CPE cleaves hormone precursors, including proopiomelanocortin (POMC), and produces several physiologically important peptides (D’Agostino and Diano, 2010). It has been demonstrated that POMC is expressed in osteoclasts (Zhong et al., 2005), suggesting that a POMC-derived peptide may have a direct role in osteoclast development. In agreement with these observations, we also found that POMC was expressed in osteoclast lineage cells (data not shown). One POMC-derived hormone often studied in skeletal cells is alpha-melanocyte stimulating hormone (α-MSH). Cornish et al. (2003) reported the direct effect of α-MSH on osteoclasts, showing that α-MSH stimulates osteoclast formation from BMMs and administration of α-MSH to mice decreased bone volume and trabecular number. In this regard, increased levels of α-MSH by CPE overexpression would likely to contribute to CPE-mediated enhancement of osteoclast formation.

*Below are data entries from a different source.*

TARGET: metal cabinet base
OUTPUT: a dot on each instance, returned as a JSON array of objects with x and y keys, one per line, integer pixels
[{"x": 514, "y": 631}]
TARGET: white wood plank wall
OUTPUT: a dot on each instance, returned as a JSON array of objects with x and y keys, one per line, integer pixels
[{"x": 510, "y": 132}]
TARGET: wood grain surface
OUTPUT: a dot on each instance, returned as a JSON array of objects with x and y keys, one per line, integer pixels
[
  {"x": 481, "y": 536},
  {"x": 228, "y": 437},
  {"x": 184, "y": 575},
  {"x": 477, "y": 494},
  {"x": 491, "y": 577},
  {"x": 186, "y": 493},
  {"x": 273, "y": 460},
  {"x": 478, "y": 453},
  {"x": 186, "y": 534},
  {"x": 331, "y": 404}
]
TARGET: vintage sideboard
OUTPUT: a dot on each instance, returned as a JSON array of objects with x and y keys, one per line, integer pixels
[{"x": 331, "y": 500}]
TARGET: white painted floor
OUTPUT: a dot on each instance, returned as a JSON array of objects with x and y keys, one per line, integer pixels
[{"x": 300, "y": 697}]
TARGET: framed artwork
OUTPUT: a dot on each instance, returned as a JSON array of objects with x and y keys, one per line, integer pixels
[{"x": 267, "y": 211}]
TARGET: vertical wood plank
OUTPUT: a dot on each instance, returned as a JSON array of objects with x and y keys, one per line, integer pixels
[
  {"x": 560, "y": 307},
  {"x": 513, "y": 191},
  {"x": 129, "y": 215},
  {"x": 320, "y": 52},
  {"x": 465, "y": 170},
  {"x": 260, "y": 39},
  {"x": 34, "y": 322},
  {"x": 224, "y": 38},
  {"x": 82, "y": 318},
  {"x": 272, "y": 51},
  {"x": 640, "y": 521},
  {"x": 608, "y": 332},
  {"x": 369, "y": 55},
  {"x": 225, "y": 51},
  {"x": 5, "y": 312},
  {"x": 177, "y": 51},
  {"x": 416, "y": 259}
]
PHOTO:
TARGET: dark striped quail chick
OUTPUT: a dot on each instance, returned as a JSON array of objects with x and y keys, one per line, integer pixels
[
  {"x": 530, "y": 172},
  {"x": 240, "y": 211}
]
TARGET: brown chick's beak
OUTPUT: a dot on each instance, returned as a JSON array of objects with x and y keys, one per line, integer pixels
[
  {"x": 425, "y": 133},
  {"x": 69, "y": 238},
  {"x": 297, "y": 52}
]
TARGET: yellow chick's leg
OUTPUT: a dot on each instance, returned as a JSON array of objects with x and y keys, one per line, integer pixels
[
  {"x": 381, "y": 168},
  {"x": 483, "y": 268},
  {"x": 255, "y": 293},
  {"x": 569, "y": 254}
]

In summary, we report that the metallocarboxypeptidase family member CPE is upregulated during osteoclast development. Our results demonstrate that the overexpression of CPE increases osteoclast differentiation through the induction of c-Fos and NFATc1, key regulators of osteoclastogenesis. Furthermore, we show that CPE deficiency decreases osteoclast generation in response to RANKL. Thus, in addition to its indirect effects on bone metabolism through the regulation of peptide hormone processing, CPE exerts direct effects on osteoclasts and plays a pivotal role in osteoclast differentiation.